А потом он встретил Кэтрин, или Катьку, как он ее потом называл. Она оказалась дочерью еще довоенных эмигрантов, неким образом успевших уехать в Америку и остаться там вполне легально. За долгие годы эмигранты накопили приличное состояние, поставили на ноги несколько бизнесов, так что их любимая, единственная, обожаемая дочь ни в чем не нуждалась.
Кэтрин в Калифорнии оказалась не случайно. Ее манила актерская карьера, однако прежде чем покорять Голливуд, Кэтрин обосновалась в небольшом театре в Сан-Диего, куда ее согласились взять на вторые роли. Там она и играла. Там-то Иван с ней и познакомился.

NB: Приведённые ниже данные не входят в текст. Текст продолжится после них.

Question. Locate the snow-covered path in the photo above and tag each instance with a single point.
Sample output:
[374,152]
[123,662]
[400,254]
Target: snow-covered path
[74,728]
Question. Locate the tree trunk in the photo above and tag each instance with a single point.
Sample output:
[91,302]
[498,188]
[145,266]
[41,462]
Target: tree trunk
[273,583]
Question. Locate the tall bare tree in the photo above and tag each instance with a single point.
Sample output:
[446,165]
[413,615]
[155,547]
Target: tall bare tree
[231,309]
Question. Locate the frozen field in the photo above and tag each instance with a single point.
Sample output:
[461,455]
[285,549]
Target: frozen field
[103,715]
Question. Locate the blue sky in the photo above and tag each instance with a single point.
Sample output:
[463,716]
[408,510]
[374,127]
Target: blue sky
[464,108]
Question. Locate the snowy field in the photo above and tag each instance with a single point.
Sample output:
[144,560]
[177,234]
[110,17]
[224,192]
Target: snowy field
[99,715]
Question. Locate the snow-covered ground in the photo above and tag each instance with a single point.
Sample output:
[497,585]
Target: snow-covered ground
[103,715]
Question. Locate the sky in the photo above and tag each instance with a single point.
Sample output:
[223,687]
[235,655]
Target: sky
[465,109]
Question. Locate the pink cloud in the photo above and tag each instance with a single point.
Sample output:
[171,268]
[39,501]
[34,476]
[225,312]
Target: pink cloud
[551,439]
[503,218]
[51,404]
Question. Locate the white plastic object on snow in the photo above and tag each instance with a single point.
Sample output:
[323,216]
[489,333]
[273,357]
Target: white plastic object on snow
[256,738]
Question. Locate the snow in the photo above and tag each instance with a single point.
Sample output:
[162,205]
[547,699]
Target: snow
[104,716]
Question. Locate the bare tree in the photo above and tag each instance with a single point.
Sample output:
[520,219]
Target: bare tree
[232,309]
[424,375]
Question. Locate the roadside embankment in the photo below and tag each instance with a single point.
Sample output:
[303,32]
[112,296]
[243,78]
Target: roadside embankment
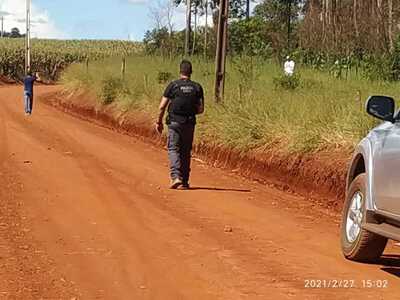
[318,176]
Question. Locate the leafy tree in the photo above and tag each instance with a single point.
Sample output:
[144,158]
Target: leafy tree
[249,37]
[276,15]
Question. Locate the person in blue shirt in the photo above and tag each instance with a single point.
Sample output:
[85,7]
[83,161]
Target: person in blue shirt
[29,80]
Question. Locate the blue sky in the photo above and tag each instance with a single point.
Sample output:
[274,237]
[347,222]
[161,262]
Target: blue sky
[86,19]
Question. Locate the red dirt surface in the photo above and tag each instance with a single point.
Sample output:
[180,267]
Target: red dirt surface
[85,214]
[320,177]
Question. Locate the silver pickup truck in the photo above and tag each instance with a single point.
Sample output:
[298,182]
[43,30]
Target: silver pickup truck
[371,213]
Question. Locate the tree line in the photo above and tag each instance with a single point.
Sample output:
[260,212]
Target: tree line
[318,32]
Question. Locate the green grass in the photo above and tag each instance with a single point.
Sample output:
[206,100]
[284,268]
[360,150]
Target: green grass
[324,113]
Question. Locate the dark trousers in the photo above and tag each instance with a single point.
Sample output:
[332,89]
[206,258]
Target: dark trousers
[180,141]
[28,101]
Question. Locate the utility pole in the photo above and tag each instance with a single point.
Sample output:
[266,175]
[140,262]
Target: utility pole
[28,37]
[222,41]
[205,30]
[2,26]
[289,21]
[188,26]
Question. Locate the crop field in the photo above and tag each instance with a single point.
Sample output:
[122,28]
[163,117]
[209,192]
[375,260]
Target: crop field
[50,57]
[322,114]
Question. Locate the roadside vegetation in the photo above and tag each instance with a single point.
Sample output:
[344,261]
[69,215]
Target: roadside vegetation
[258,113]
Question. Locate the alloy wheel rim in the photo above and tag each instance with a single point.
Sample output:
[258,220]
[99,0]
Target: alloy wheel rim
[354,217]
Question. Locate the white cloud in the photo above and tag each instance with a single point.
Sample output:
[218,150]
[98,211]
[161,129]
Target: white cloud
[14,12]
[137,1]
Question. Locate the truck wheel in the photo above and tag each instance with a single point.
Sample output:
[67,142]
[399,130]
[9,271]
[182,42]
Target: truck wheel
[359,244]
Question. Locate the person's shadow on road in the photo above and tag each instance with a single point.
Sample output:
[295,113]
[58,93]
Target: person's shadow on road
[390,264]
[200,188]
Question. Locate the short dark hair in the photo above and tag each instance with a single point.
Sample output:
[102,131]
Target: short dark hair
[186,68]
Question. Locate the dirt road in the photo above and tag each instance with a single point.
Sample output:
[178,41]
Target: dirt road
[85,214]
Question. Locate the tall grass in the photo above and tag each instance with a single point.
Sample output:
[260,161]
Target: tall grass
[323,113]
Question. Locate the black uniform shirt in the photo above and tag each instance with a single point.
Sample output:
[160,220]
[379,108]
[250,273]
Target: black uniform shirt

Полагая, что должен изучать культурную жизнь страны, в которой теперь, возможно, будет жить до самой смерти, Иван исправно ходил на выставки, различные мероприятия и иногда посещал театры. Родители – большие интеллектуалы – привили ему вкус к прекрасному, и поэтому Иван разбирался в искусстве и умел его прочувствовать.

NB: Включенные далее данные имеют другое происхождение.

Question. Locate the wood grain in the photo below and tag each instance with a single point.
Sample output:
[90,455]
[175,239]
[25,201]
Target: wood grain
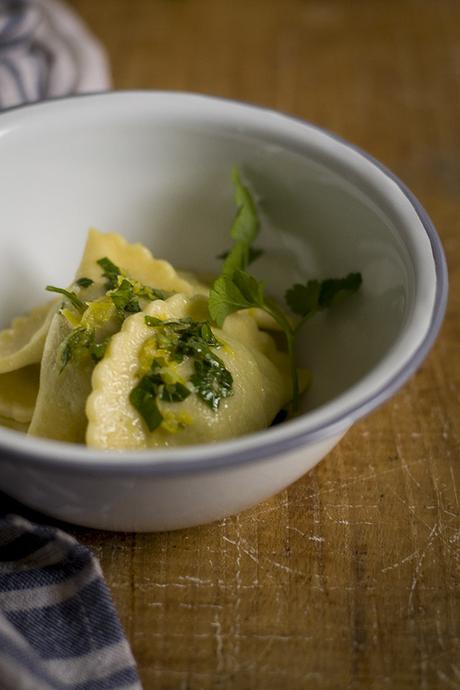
[351,577]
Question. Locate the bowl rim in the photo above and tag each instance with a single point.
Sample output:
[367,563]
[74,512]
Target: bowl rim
[252,447]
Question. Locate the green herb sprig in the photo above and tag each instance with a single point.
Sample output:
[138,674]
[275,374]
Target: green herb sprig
[211,381]
[236,289]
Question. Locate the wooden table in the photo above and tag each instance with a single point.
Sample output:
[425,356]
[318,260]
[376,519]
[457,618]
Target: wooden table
[351,577]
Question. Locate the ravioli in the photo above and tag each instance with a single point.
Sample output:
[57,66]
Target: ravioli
[18,392]
[60,409]
[135,260]
[261,384]
[22,343]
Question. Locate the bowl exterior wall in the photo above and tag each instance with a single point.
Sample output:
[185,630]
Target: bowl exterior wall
[148,503]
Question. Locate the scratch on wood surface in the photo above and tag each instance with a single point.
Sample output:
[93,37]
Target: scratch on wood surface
[219,642]
[418,568]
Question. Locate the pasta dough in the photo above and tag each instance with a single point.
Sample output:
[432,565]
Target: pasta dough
[22,343]
[90,346]
[18,391]
[260,387]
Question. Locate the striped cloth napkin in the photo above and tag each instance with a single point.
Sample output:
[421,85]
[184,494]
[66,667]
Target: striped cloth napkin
[58,626]
[46,51]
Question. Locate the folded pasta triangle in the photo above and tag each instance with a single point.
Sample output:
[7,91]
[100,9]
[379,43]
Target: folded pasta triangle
[13,424]
[22,343]
[134,259]
[60,407]
[18,392]
[261,384]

То, что спектакль, в котором играет Кэтрин, бездарен от первого до последнего слова, Иван прочувствовал уже на первых пяти минутах. На шестой он подумывал уйти, на седьмой – увидел Кэтрин на сцене и решил, что, пожалуй, останется. Он не знал, что именно привлекло его в ней. Не то чтобы Кэтрин обладала слишком яркой, красивой внешностью или же особым магнетизмом, однако нечто в ней зацепило Ивана. Несмотря на то что он знал: это – актриса, она исполняет роль.
Даже тогда, в первые минуты знакомства, которое еще в общем-то и не состоялось, Иван понимал, что актриса из Кэтрин, скорее всего, неплохая, но не более того. Не было в ней гениальности, не было огромной искры – или даже маленькой, которую можно разжечь до немыслимых размеров, но имелось то, что оказалось привлекательным именно для него, Ивана Райковского. Поэтому он подождал, пока закончится спектакль, сдержанно похлопал вышедшим на поклон актерам, а после отправился к служебному входу, где Кэтрин и подстерег.
Он даже не сразу ее узнал. Она вышла без грима, обычная, с волосами, собранными в пучок на затылке, в джинсах, босоножках и простой белой футболке, с какой-то хиппарской сумочкой через плечо. Иван сообразил, что это она, по особому повороту головы: то же самое он только что видел на сцене и запомнил, как актриса чуть склоняет голову набок, будто прислушиваясь к чему-то.
– Привет, – сказал Иван. – Я только что был в зале, мне очень понравилось, как вы играете.